6.5 KiB
6.5 KiB
Custodian YAML Files Are the Single Source of Truth
Rule: AGENTS.md Rule 22
Status: ACTIVE
Created: 2025-12-12
Summary
The data/custodian/*.yaml files are the SINGLE SOURCE OF TRUTH for all heritage institution enrichment data. ALL enrichment pipelines MUST write to these files.
The Data Hierarchy
data/custodian/*.yaml <- SINGLE SOURCE OF TRUTH (edit this!)
|
v
+------+------+------+------+------+
| | | | | |
v v v v v v
Ducklake PostgreSQL TypeDB Oxigraph Qdrant
(analytics) (geo API) (graph) (RDF/SPARQL) (vector)
|
v
REST API responses <- DERIVED (serve from databases)
|
v
Frontend display <- DERIVED (render from API)
ALL databases are DERIVED from custodian YAML files. Databases MUST NEVER add enrichments independently.

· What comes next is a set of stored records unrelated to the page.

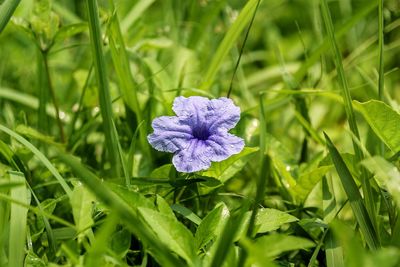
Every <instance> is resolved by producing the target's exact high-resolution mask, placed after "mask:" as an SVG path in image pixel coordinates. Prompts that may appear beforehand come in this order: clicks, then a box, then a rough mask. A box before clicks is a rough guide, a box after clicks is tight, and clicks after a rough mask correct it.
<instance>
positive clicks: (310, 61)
mask: <svg viewBox="0 0 400 267" xmlns="http://www.w3.org/2000/svg"><path fill="white" fill-rule="evenodd" d="M377 5H378V3H377V2H376V1H369V2H368V3H365V4H364V5H363V7H362V8H361V9H360V10H359V11H358V12H357V13H355V14H353V16H352V17H351V19H349V20H348V21H347V22H346V23H344V24H343V25H342V26H341V27H338V28H337V29H336V37H337V38H339V37H342V36H343V35H345V34H346V33H347V32H348V30H349V29H350V28H352V27H354V25H355V24H356V23H357V22H359V21H360V20H361V19H363V18H364V17H365V16H367V15H368V14H369V13H370V12H371V11H373V10H374V8H375V7H376V6H377ZM328 48H329V38H325V39H324V41H323V42H322V43H321V45H319V46H318V48H317V49H315V50H314V51H313V52H312V53H310V55H309V58H308V59H306V61H305V62H304V64H302V66H301V67H300V69H299V70H298V71H297V72H296V73H295V74H294V75H293V76H294V78H295V79H296V81H297V82H300V81H301V80H302V79H303V78H304V76H305V75H306V74H307V71H308V70H309V68H310V67H312V66H313V65H314V64H315V63H316V62H317V61H318V60H320V59H321V54H322V53H323V52H324V51H326V50H327V49H328Z"/></svg>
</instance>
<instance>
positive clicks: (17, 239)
mask: <svg viewBox="0 0 400 267" xmlns="http://www.w3.org/2000/svg"><path fill="white" fill-rule="evenodd" d="M9 175H10V182H12V183H22V186H19V187H13V188H12V189H11V190H10V196H11V198H12V199H16V200H18V201H20V202H21V203H23V204H24V205H29V204H30V194H29V191H28V190H27V187H26V184H25V177H24V175H23V174H22V173H21V172H14V171H10V172H9ZM27 215H28V208H27V207H25V206H20V205H18V204H16V203H11V210H10V233H9V239H8V241H9V242H8V249H9V251H8V260H9V266H22V264H23V262H24V258H25V240H26V227H27Z"/></svg>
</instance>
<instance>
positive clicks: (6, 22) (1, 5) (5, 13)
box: [0, 0, 21, 33]
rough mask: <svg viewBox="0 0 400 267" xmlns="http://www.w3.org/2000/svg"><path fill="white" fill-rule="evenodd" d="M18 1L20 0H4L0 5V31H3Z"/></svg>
mask: <svg viewBox="0 0 400 267" xmlns="http://www.w3.org/2000/svg"><path fill="white" fill-rule="evenodd" d="M19 2H21V0H5V1H4V2H3V3H2V4H1V5H0V33H2V32H3V30H4V28H5V27H6V25H7V23H8V21H9V20H10V18H11V16H12V14H13V13H14V11H15V9H16V8H17V6H18V4H19Z"/></svg>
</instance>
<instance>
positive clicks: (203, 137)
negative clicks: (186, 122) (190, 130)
mask: <svg viewBox="0 0 400 267" xmlns="http://www.w3.org/2000/svg"><path fill="white" fill-rule="evenodd" d="M192 134H193V137H194V138H196V139H198V140H207V139H208V137H209V136H210V133H209V132H208V129H207V127H206V126H204V125H201V126H198V127H194V128H193V129H192Z"/></svg>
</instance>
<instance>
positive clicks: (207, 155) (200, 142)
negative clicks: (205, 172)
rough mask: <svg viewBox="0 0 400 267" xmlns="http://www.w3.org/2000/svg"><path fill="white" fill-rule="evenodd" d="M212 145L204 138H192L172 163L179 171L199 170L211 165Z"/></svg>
mask: <svg viewBox="0 0 400 267" xmlns="http://www.w3.org/2000/svg"><path fill="white" fill-rule="evenodd" d="M209 155H210V147H208V146H207V145H206V144H205V142H204V141H203V140H197V139H192V140H191V141H190V144H189V146H188V147H186V148H185V149H183V150H181V151H179V152H178V153H177V154H175V155H174V157H173V158H172V163H173V164H174V166H175V168H176V170H177V171H179V172H197V171H201V170H206V169H208V168H209V167H210V166H211V160H210V156H209Z"/></svg>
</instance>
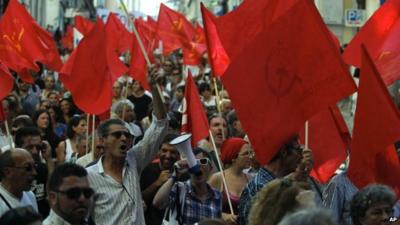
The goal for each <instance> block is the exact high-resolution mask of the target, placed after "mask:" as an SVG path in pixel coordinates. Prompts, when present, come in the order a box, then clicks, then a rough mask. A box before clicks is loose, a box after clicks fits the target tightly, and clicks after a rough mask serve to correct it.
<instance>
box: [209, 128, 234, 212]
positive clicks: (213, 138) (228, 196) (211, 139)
mask: <svg viewBox="0 0 400 225" xmlns="http://www.w3.org/2000/svg"><path fill="white" fill-rule="evenodd" d="M208 134H209V135H210V139H211V143H212V146H213V148H214V152H215V155H216V158H217V162H218V166H219V168H220V170H221V177H222V182H223V183H224V189H225V193H226V196H227V199H228V204H229V209H230V211H231V214H232V215H235V213H234V211H233V207H232V202H231V198H230V194H229V190H228V185H227V184H226V179H225V175H224V168H223V167H222V163H221V159H220V157H219V152H218V150H217V146H216V145H215V141H214V137H213V135H212V133H211V130H208Z"/></svg>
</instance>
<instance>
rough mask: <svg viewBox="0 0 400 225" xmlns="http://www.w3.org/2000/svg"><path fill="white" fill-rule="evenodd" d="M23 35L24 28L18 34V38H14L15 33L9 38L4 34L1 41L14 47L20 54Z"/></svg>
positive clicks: (20, 30)
mask: <svg viewBox="0 0 400 225" xmlns="http://www.w3.org/2000/svg"><path fill="white" fill-rule="evenodd" d="M24 33H25V29H24V27H21V30H20V32H19V33H18V37H16V33H15V32H13V33H12V35H11V36H9V35H7V34H4V35H3V39H4V40H6V41H8V42H9V44H10V45H11V46H12V47H14V49H15V50H16V51H18V52H21V50H22V46H21V40H22V37H23V35H24Z"/></svg>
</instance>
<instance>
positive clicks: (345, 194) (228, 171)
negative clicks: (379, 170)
mask: <svg viewBox="0 0 400 225" xmlns="http://www.w3.org/2000/svg"><path fill="white" fill-rule="evenodd" d="M189 69H191V70H193V74H195V80H196V83H197V85H198V90H199V93H200V97H201V100H202V102H203V105H204V109H205V113H206V114H207V116H208V118H209V125H210V131H211V134H212V136H213V137H212V138H206V139H204V140H202V141H200V142H199V143H198V146H197V148H194V149H193V155H194V157H195V158H196V163H197V166H198V167H199V170H198V171H197V172H194V171H193V170H191V168H189V166H188V162H187V160H186V159H182V158H183V156H182V155H180V153H179V152H178V150H177V148H176V146H174V145H171V144H170V142H171V141H172V140H173V139H175V138H176V137H178V136H179V134H180V127H181V119H182V108H183V107H182V104H183V102H184V93H185V78H186V75H185V74H187V72H186V70H189ZM148 83H149V86H150V90H144V89H143V88H142V86H141V84H140V83H139V82H138V81H136V80H133V79H132V78H131V77H129V76H123V77H121V78H120V79H118V81H116V83H115V84H114V85H113V88H112V91H113V99H112V102H113V104H112V107H111V108H110V111H109V112H107V113H105V114H104V115H102V116H99V117H96V120H95V124H94V125H95V126H96V132H90V133H89V132H87V130H90V129H92V128H91V127H92V126H93V125H92V121H87V118H88V117H87V115H86V114H85V113H84V112H82V111H81V110H79V109H78V108H77V107H76V106H75V104H74V101H73V96H71V95H70V93H69V92H68V91H67V90H65V89H64V87H63V84H62V83H61V82H60V81H59V79H58V75H57V73H54V72H52V71H48V70H45V69H44V70H41V72H40V73H38V74H35V82H34V84H29V83H25V82H24V81H22V80H21V79H18V78H17V79H16V83H15V87H14V90H13V91H12V92H11V93H10V95H9V96H7V97H6V98H4V99H3V100H2V107H3V108H4V112H5V115H6V121H7V123H8V124H9V126H10V127H9V128H10V129H9V130H10V135H11V137H12V138H11V139H12V140H11V139H10V138H9V136H8V134H7V132H6V127H5V122H2V123H1V126H2V127H1V133H0V147H1V154H0V179H1V183H0V216H1V217H0V225H2V224H21V225H22V224H44V225H61V224H70V225H78V224H98V225H106V224H116V225H125V224H137V225H144V224H147V225H161V224H165V225H166V224H171V225H172V224H180V225H182V224H185V225H192V224H199V225H206V224H215V225H216V224H240V225H277V224H281V225H286V224H296V225H297V224H299V225H300V224H301V225H306V224H307V225H312V224H316V225H317V224H318V225H325V224H326V225H333V224H338V225H339V224H340V225H351V224H354V225H378V224H379V225H381V224H390V223H392V224H396V217H397V216H399V215H400V212H399V211H398V207H396V202H397V197H396V195H395V193H394V191H393V190H392V189H391V188H390V187H387V186H384V185H380V184H371V185H369V186H367V187H366V188H364V189H362V190H358V189H357V188H356V187H355V186H354V185H353V184H352V183H351V181H350V180H349V179H348V178H347V177H346V173H345V172H344V173H341V174H337V175H335V176H334V177H333V178H332V179H331V181H330V182H329V183H328V184H320V183H318V182H317V181H316V180H314V179H313V178H312V177H311V176H310V172H311V169H312V167H313V155H312V150H310V149H305V148H304V146H302V145H300V143H299V138H298V136H294V137H293V138H291V139H290V140H287V143H286V144H284V145H283V146H282V147H281V148H280V149H278V150H277V153H276V155H275V156H274V157H273V158H272V159H271V160H270V161H269V162H268V163H267V164H265V165H260V164H259V163H258V162H257V160H256V158H255V154H254V151H253V149H252V146H251V143H250V141H249V140H248V138H247V137H246V133H245V131H244V130H243V128H242V126H241V123H240V121H239V119H238V117H237V115H236V112H235V110H234V109H233V108H232V105H231V102H230V100H229V94H228V93H227V92H226V91H223V90H222V88H221V86H220V84H219V83H218V82H217V83H214V80H213V78H212V77H211V74H210V70H209V67H208V65H207V64H206V63H205V61H204V63H203V64H202V65H200V66H199V67H198V68H187V67H184V66H183V65H182V55H181V54H180V53H179V52H175V53H173V54H172V55H170V56H168V57H167V56H162V57H161V56H158V58H157V63H156V65H154V66H153V67H152V68H150V69H149V74H148ZM157 85H159V86H160V87H161V90H162V91H161V92H159V91H158V88H157ZM216 88H217V89H218V90H217V89H216ZM213 141H214V142H215V148H214V145H213V143H212V142H213ZM219 159H220V160H221V162H222V166H223V168H221V167H220V165H219V162H218V161H219ZM224 185H226V186H224Z"/></svg>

The Five Database Backends
| Database | Purpose | Data Flow |
|---|---|---|
| Ducklake | Analytics, aggregations | Import from YAML → Query |
| PostgreSQL | Geographic API, PostGIS | Import from YAML → Serve API |
| TypeDB | Graph queries, relationships | Import from YAML → Graph traversal |
| Oxigraph | RDF/SPARQL, Linked Data | Import from YAML → SPARQL endpoint |
| Qdrant | Vector search, semantic | Import from YAML → Similarity search |
Critical Rule: No Database-Level Enrichment
🚨 DATABASES MUST NEVER:
- Add new fields not present in YAML
- Modify existing data without YAML update
- Store enrichment results directly
- Create "derived" or "computed" fields that aren't in YAML
✅ DATABASES SHOULD ONLY:
- Import/sync data FROM custodian YAML files
- Serve data that exists in YAML
- Provide specialized query capabilities (spatial, graph, vector, SPARQL)
- Create indexes for performance (not new data)

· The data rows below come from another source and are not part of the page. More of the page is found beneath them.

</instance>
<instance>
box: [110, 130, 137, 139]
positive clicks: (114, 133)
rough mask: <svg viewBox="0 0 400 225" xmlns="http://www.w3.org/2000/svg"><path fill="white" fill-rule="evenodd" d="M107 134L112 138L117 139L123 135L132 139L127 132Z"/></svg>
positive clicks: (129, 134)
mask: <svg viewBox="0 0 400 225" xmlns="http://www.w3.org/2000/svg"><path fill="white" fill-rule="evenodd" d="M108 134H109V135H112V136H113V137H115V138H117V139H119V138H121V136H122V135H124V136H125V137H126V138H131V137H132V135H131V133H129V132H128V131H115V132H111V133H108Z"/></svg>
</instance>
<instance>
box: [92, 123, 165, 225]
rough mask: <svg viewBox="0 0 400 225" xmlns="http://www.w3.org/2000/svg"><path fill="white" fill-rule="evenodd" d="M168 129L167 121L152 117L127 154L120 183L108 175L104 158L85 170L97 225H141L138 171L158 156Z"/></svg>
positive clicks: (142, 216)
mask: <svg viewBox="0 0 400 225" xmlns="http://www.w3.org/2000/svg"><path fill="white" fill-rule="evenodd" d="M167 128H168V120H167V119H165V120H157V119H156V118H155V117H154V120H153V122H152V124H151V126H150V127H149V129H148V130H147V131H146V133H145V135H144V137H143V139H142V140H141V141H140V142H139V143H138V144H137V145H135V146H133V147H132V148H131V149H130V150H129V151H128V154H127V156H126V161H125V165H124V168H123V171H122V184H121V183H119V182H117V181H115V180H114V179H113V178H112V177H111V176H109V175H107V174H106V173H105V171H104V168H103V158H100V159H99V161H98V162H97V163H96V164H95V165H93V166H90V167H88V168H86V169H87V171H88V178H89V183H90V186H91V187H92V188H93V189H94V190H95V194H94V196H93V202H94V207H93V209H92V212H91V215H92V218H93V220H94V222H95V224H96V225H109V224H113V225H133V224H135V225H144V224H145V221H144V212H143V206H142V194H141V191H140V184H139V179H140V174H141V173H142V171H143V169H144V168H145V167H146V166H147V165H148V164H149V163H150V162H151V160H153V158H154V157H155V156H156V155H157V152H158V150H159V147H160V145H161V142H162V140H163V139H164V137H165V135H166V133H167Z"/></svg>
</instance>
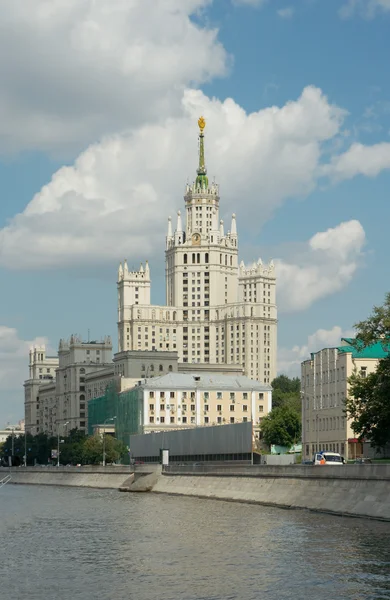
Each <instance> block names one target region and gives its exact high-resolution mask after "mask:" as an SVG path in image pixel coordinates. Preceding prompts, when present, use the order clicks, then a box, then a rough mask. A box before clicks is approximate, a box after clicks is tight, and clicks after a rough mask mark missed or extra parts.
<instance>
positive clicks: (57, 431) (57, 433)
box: [57, 421, 69, 467]
mask: <svg viewBox="0 0 390 600" xmlns="http://www.w3.org/2000/svg"><path fill="white" fill-rule="evenodd" d="M67 425H69V421H66V423H63V427H66V426H67ZM59 466H60V424H59V423H58V429H57V467H59Z"/></svg>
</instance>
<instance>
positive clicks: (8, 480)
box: [0, 475, 12, 488]
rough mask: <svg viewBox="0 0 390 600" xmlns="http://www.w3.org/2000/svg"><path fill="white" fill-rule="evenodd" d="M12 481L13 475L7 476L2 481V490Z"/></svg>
mask: <svg viewBox="0 0 390 600" xmlns="http://www.w3.org/2000/svg"><path fill="white" fill-rule="evenodd" d="M11 479H12V477H11V475H6V476H5V477H3V479H0V488H2V487H3V485H5V484H6V483H8V482H9V481H10V480H11Z"/></svg>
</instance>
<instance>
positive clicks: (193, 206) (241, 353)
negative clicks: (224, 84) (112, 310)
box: [117, 118, 277, 383]
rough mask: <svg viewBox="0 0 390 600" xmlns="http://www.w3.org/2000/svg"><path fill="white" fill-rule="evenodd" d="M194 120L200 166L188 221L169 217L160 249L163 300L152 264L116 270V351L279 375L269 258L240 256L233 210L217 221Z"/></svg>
mask: <svg viewBox="0 0 390 600" xmlns="http://www.w3.org/2000/svg"><path fill="white" fill-rule="evenodd" d="M204 126H205V123H204V120H203V119H202V118H201V119H199V127H200V134H199V148H200V150H199V166H198V169H197V177H196V181H195V182H194V183H193V184H192V185H187V188H186V192H185V196H184V204H185V213H186V219H185V223H183V222H182V216H181V212H180V211H179V212H178V214H177V224H176V228H175V230H173V227H172V220H171V218H169V219H168V230H167V237H166V247H165V274H166V305H165V306H154V305H151V303H150V292H151V278H150V267H149V265H148V263H146V265H145V267H144V266H143V265H141V268H140V269H139V271H129V269H128V265H127V262H126V261H124V264H123V265H122V264H121V265H120V266H119V271H118V284H117V285H118V344H119V348H118V351H119V353H122V352H124V351H131V350H132V351H135V350H151V351H153V350H158V351H161V350H164V351H176V352H177V353H178V358H179V364H181V363H184V364H195V365H196V364H210V365H211V364H215V365H221V366H222V365H226V366H229V365H240V366H242V367H243V369H244V373H245V375H247V376H248V377H249V378H250V379H253V380H258V381H263V382H264V383H270V382H271V381H272V380H273V378H274V377H275V376H276V344H277V339H276V334H277V309H276V279H275V269H274V265H273V263H272V262H271V263H270V264H269V265H264V264H263V263H262V261H261V260H260V259H259V260H258V261H257V262H256V263H254V264H252V265H247V266H245V264H244V263H243V262H242V261H241V262H239V259H238V234H237V225H236V216H235V214H233V215H232V219H231V224H230V228H229V230H228V231H227V232H225V226H224V223H223V221H222V220H221V219H220V215H219V207H220V198H219V188H218V185H217V184H216V183H209V180H208V177H207V171H206V167H205V156H204Z"/></svg>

What This Means for AI Agents
When Enriching Data
- ALWAYS write enrichment data to the custodian YAML file first
- NEVER write data directly to the database without updating YAML
- VALIDATE data quality before writing (see social media validation)
- VERIFY that API responses match YAML file contents
File Location
Custodian files are located at:
data/custodian/{GHCID}.yaml
Example: data/custodian/NL-NH-MID-M-AMW.yaml
Data Categories
All of these MUST be stored in custodian YAML files:
| Category | YAML Section | Example |
|---|---|---|
| Basic metadata | Root level | name, ghcid, institution_type |
| Location | location: or locations: |
city, country, coordinates |
| Identifiers | identifiers: |
isil_code, wikidata_id |
| Social media | social_media: |
facebook, twitter, instagram |
| Opening hours | opening_hours: |
Day-by-day schedule |
| Contact info | Root level | phone, email, website |
| Google Maps data | google_maps_enrichment: |
place_id, rating, reviews |
| Wikidata data | wikidata_enrichment: |
Claims, sitelinks |
| Web scrape data | web_enrichment: |
Scraped metadata |
Correct Enrichment Workflow
import yaml
def enrich_custodian(ghcid: str, enrichment_data: dict):
"""Correct workflow: Always update YAML first."""
# Step 1: Read existing YAML
yaml_path = f"data/custodian/{ghcid}.yaml"
with open(yaml_path, 'r') as f:
custodian = yaml.safe_load(f) or {}
# Step 2: Validate enrichment data
validated_data = validate_enrichment(enrichment_data)
# Step 3: Merge into custodian record
custodian.update(validated_data)
# Step 4: Write back to YAML (MANDATORY!)
with open(yaml_path, 'w') as f:
yaml.dump(custodian, f, default_flow_style=False, allow_unicode=True)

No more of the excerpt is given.